Clostridium ramosum is a common enteric bacterial species in humans and is a spore-forming anaerobe. Within the Clostridium genus is a subgroup known as the RIC group, named for the initial letters of its constituents’ species (C. ramosum, C. innocuum, and C. clostridioforme). Identification can be difficult because of Gram stain variability, spores that are often difficult to see, and atypical colony morphology.1 It is considered to be rarely pathogenic but has been identified in some opportunistic infections in humans including abscesses, otitis and septicemia.2 C. ramosum has been demonstrated to be obesogenic in mice and possibly in humans.
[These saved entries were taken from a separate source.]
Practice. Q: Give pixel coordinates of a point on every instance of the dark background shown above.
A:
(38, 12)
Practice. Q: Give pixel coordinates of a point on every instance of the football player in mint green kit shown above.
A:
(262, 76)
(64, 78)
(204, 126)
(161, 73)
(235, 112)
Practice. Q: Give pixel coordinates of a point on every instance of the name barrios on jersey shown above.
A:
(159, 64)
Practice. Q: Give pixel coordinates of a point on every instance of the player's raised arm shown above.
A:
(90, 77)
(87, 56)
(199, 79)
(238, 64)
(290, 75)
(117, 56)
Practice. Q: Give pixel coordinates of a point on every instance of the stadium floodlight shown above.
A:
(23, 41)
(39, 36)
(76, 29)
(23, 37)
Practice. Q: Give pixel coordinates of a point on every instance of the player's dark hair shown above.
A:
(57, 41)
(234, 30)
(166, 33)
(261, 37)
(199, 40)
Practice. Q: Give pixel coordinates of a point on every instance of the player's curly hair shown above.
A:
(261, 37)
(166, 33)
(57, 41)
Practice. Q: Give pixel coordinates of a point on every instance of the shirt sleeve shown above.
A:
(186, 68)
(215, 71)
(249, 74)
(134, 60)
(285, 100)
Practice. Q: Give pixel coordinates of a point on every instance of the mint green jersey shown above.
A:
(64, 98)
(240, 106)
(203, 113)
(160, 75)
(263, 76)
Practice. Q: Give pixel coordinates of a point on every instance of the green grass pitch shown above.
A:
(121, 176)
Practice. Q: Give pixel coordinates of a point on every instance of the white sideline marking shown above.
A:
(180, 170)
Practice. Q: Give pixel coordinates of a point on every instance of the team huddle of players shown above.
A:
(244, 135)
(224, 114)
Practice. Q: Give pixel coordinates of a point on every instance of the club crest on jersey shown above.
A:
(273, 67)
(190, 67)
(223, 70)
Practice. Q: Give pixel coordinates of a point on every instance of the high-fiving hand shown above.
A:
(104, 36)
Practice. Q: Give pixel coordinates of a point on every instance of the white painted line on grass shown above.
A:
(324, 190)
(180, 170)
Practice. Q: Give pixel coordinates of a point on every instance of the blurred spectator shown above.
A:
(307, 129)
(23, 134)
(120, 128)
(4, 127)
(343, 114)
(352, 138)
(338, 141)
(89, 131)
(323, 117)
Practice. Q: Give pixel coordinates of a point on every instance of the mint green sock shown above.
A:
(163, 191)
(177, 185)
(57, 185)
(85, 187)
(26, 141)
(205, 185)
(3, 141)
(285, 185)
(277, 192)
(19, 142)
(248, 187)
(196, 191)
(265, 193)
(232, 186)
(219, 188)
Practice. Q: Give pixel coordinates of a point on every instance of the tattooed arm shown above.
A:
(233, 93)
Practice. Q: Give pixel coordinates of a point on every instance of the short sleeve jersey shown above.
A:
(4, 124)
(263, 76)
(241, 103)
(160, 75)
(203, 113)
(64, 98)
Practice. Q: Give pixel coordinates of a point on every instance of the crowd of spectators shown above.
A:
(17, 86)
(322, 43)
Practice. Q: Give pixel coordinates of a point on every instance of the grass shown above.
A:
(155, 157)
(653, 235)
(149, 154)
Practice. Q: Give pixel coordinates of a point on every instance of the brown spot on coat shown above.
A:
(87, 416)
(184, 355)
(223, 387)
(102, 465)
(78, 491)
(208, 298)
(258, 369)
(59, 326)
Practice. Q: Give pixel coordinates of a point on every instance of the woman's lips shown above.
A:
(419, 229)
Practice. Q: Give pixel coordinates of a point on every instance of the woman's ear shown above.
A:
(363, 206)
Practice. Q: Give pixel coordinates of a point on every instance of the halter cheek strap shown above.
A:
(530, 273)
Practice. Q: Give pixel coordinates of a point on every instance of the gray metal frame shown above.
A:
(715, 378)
AHL
1. Alexander CJ et al. Identification and antimicrobial resistance patterns of clinical isolates of Clostridium clostridioforme,
Clostridium innocuum, and Clostridium ramosum compared with those of clinical isolates of Clostridium perfringens.
J Clin Microbiol 1995;33(12):3209–15.
2. Forrester JD, Spain DA. Clostridium ramosum bacteremia: Case report and literature review. Surg Infect 2014;15(3):343-346.